Historic house in South Carolina, United States

Lewisfield Plantation is a historic plantation house located near Moncks Corner, Berkeley County, South Carolina. It was built about 1774, and is a 2 1/2-half story clapboard dwelling. It is supported by a high brick foundation that encloses a raised basement. It has a five bay wide verandah supported by six slender Doric order columns. Records show over 100 slaves were held in bondage on the plantation as of 1835.

Lewisfield fronts on the Cooper River and was bounded by Exeter Plantation to the north and Mulberry Plantation to the south. Sedgewick Lewis bought the 1000 acre plantation in 1767 from Baronet John Colleton. At that time, the plantation was known as Little Landing, but it was later known as Lewisfield because of Lewis' ownership. Lord Cornwallis was a guest of Lewis when Cornwallis was heading to Charleston from Camden.

A Revolutionary War skirmish occurred directly in front of the house when Colonel Wade Hampton (1752–1835) surprised a British force that had stopped at Lewisfield Plantation to await a paroled prisoner of war, Keating Simons, who was the owner of the plantation at the time.

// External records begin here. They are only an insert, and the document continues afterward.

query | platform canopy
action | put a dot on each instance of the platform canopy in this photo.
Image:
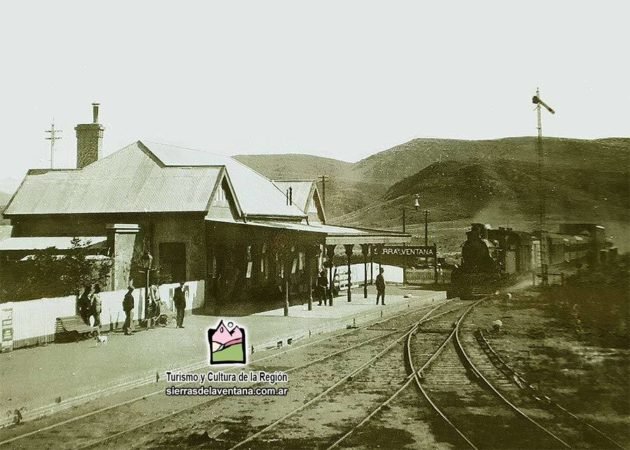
(330, 234)
(44, 242)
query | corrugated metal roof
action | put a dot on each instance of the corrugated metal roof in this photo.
(300, 194)
(334, 234)
(130, 180)
(256, 194)
(42, 243)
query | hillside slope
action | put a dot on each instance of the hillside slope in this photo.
(502, 193)
(354, 187)
(406, 159)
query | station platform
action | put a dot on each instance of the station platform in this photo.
(41, 380)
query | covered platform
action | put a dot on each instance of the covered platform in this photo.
(76, 373)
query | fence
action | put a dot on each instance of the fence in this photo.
(33, 321)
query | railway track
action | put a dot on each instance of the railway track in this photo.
(576, 431)
(103, 426)
(470, 407)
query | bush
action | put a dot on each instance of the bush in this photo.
(49, 274)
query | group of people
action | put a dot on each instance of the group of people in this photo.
(154, 307)
(90, 306)
(324, 294)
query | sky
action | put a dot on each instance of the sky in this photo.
(340, 79)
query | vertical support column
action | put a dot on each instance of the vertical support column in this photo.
(311, 252)
(287, 261)
(349, 248)
(435, 280)
(365, 249)
(330, 253)
(371, 264)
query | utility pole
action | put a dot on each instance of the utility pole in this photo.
(541, 190)
(324, 178)
(52, 138)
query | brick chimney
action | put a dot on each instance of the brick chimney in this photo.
(89, 140)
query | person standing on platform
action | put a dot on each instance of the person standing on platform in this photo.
(85, 306)
(97, 307)
(128, 303)
(322, 284)
(380, 287)
(179, 298)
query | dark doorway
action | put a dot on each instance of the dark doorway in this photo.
(172, 262)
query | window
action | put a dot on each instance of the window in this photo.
(172, 261)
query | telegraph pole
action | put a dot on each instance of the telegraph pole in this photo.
(324, 178)
(52, 138)
(541, 190)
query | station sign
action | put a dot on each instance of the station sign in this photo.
(409, 250)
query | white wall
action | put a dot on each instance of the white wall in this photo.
(34, 320)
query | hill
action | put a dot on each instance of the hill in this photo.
(406, 159)
(365, 184)
(500, 192)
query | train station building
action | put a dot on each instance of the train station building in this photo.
(185, 215)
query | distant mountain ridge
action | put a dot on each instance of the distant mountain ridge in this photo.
(370, 181)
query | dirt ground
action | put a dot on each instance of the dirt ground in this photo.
(572, 344)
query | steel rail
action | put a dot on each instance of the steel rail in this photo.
(411, 377)
(526, 386)
(515, 408)
(160, 391)
(94, 443)
(338, 383)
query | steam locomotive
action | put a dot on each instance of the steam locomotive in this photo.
(493, 258)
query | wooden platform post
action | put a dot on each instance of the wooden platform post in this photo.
(349, 248)
(365, 249)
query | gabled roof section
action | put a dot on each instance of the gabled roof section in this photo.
(131, 180)
(256, 194)
(305, 195)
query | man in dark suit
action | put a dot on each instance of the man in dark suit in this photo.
(128, 303)
(380, 286)
(179, 299)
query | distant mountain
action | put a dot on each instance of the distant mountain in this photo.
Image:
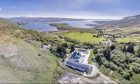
(125, 22)
(48, 19)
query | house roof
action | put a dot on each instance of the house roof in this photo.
(77, 66)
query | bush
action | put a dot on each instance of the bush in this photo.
(136, 69)
(126, 75)
(112, 47)
(130, 48)
(119, 69)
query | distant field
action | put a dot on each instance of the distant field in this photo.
(123, 40)
(129, 39)
(83, 37)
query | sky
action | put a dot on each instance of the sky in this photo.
(90, 9)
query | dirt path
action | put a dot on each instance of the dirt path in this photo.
(73, 78)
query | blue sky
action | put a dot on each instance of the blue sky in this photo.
(96, 9)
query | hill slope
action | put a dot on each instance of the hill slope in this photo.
(22, 62)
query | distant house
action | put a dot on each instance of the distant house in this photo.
(107, 43)
(76, 62)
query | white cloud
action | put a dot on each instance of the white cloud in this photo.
(13, 6)
(0, 9)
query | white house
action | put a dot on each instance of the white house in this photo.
(107, 43)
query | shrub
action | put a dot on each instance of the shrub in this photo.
(126, 76)
(130, 48)
(119, 69)
(112, 47)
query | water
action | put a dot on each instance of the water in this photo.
(44, 25)
(79, 24)
(40, 26)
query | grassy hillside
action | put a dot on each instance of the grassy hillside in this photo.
(22, 62)
(83, 37)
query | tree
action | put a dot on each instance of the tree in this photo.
(98, 58)
(138, 52)
(130, 48)
(124, 49)
(107, 53)
(112, 47)
(72, 48)
(61, 51)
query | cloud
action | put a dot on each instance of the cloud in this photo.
(0, 9)
(13, 7)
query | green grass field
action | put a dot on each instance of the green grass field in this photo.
(83, 37)
(123, 40)
(90, 57)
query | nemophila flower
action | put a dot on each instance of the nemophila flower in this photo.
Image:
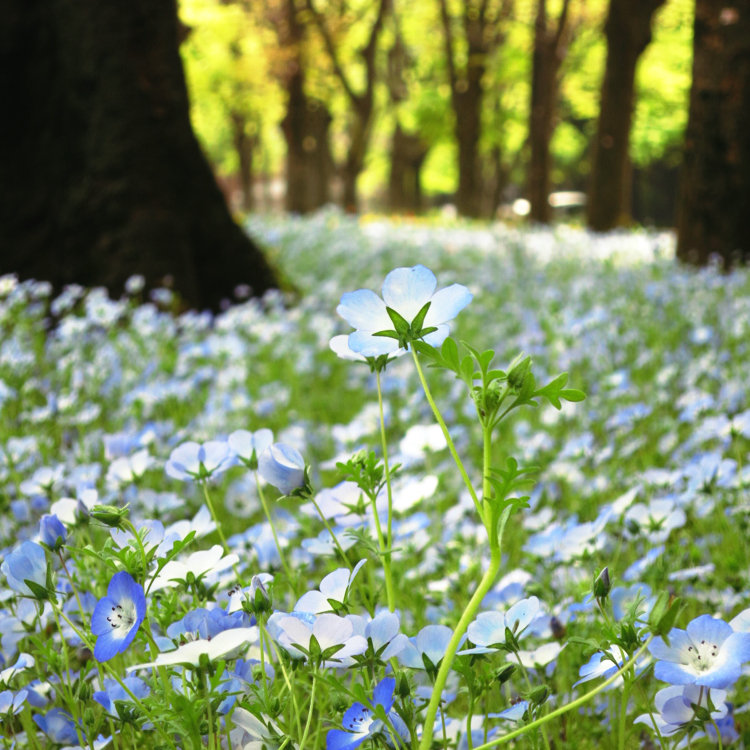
(282, 466)
(118, 616)
(247, 446)
(427, 647)
(198, 461)
(113, 691)
(222, 646)
(52, 532)
(360, 723)
(334, 587)
(26, 563)
(196, 565)
(58, 726)
(329, 630)
(12, 703)
(675, 708)
(407, 291)
(708, 654)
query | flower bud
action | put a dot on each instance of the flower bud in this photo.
(52, 533)
(282, 466)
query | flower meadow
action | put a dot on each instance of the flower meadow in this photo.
(460, 487)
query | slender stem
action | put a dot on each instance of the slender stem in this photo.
(488, 579)
(90, 646)
(264, 503)
(568, 706)
(446, 434)
(386, 544)
(210, 504)
(110, 722)
(310, 710)
(330, 531)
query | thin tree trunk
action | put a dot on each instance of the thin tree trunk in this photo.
(628, 33)
(549, 52)
(715, 185)
(103, 177)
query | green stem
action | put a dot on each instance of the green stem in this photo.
(90, 646)
(446, 434)
(568, 706)
(488, 579)
(330, 531)
(210, 504)
(264, 503)
(309, 710)
(385, 544)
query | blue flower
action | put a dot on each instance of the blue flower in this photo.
(118, 616)
(282, 466)
(708, 654)
(198, 460)
(361, 724)
(52, 532)
(58, 726)
(407, 291)
(27, 563)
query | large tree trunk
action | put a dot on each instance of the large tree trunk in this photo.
(715, 191)
(408, 152)
(309, 164)
(103, 177)
(628, 32)
(549, 52)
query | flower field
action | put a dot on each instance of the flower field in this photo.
(458, 487)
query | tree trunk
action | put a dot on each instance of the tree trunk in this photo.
(628, 33)
(408, 152)
(309, 164)
(715, 184)
(549, 51)
(103, 175)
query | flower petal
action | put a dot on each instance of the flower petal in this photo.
(407, 290)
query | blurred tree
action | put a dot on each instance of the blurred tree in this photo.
(715, 190)
(550, 47)
(361, 101)
(628, 33)
(408, 148)
(103, 176)
(306, 123)
(466, 54)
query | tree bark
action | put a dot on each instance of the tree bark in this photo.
(408, 152)
(628, 33)
(715, 183)
(481, 25)
(309, 164)
(103, 177)
(549, 52)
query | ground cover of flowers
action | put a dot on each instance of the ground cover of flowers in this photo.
(275, 529)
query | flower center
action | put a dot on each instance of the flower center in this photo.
(702, 655)
(122, 617)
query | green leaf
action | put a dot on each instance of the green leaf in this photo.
(572, 394)
(418, 322)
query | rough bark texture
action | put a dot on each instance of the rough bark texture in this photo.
(102, 175)
(549, 52)
(628, 32)
(715, 191)
(408, 152)
(309, 164)
(481, 24)
(362, 102)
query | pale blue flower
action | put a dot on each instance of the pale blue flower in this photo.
(407, 291)
(708, 654)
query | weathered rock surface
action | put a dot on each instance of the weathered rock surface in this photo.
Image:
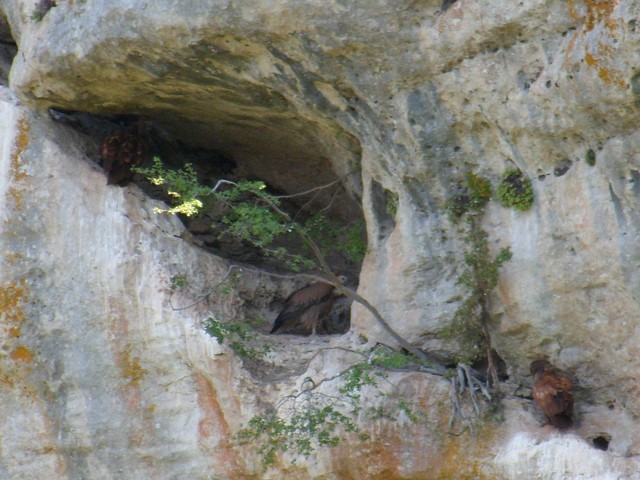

In 1937, Robert R.M. Carpenter bought the estate for $50,000 from the Lewisfield Club, a collection of owners. Carpenter intended to use the house as a duck hunting property in the winters. In 1948, Carpenter sold the plantation (by then increased to 2500 acres) to the Williams Furniture Corporation of Sumter, South Carolina. The business bought the house not for the historic plantation house but rather to secure several million board feet of lumber growing on about 1500 acres of the estate; the business did not have immediate plans for the portion of the estate with the house and hunting grounds.

South Carolinian politician Rembert Dennis lived on the plantation.
It was listed in the National Register of Historic Places in 1973.
Under new ownership, the house and grounds are undergoing a massive renovation and restoration to save both house and grounds.